The chief executive of General Electric, Jeffrey Immelt, said May 26, that India is ripe for sales of medical equipment, jet engines and power plants after making money from its pool of highly-skilled labor.
"In the past, anytime we invested in the people of India, we made a lot of money and anytime we invested in the market of India, we lost. We now need to be as bold on the market side" said Immelt, chief executive and chairman of GE at a meeting of industrialists.
GE was in the forefront of tapping India's large English-speaking population for outsourcing services. It has around 30 businesses in India ranging from aircraft engines, financial services, health and lighting technologies.
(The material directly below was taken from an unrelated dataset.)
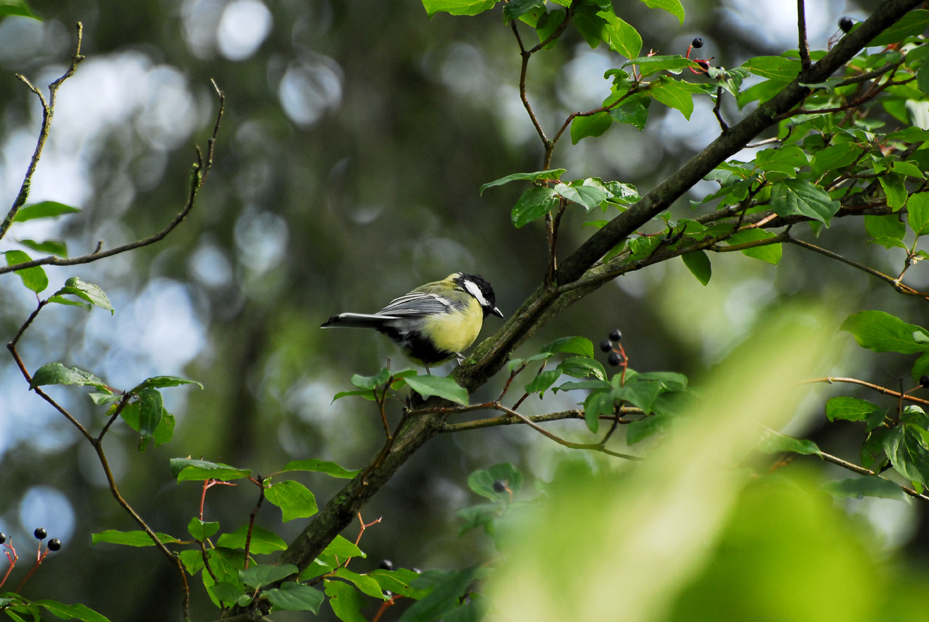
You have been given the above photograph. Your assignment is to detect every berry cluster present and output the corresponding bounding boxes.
[0,527,61,592]
[600,328,628,368]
Now it is focused on selling jet engines to India's growing aviation market as well as healthcare and power plant equipment to consumers and companies in Asia's fourth largest economy Immelt said.
However, Immelt noted that GE has had trouble with the largest direct foreign investment project in India, the $3.0 billion Dabhol power project in western India, which shut down in 2002 after a dispute. GE along with Bechtel controls 85% in Dabhol and is in negotiations with foreign and Indian lenders as well as the Indian and U.S. governments to restart the project to ease a severe power shortage in the western state of Maharastra.
The company said it would also sell medical equipment to a leading Indian heart surgeon, Naresh Trehan, for a sophisticated diagnostic and research centrr called Medicity to be set up on the outskirts of New Delhi. Immelt said GE would provide the technical expertise and high-end diagnostic tools, while the $250 million investment required in the project comes from Trehan.
The company also said it is eager to provide jet engines for a large number of planes ordered by Indian airlines, including several new budget carriers.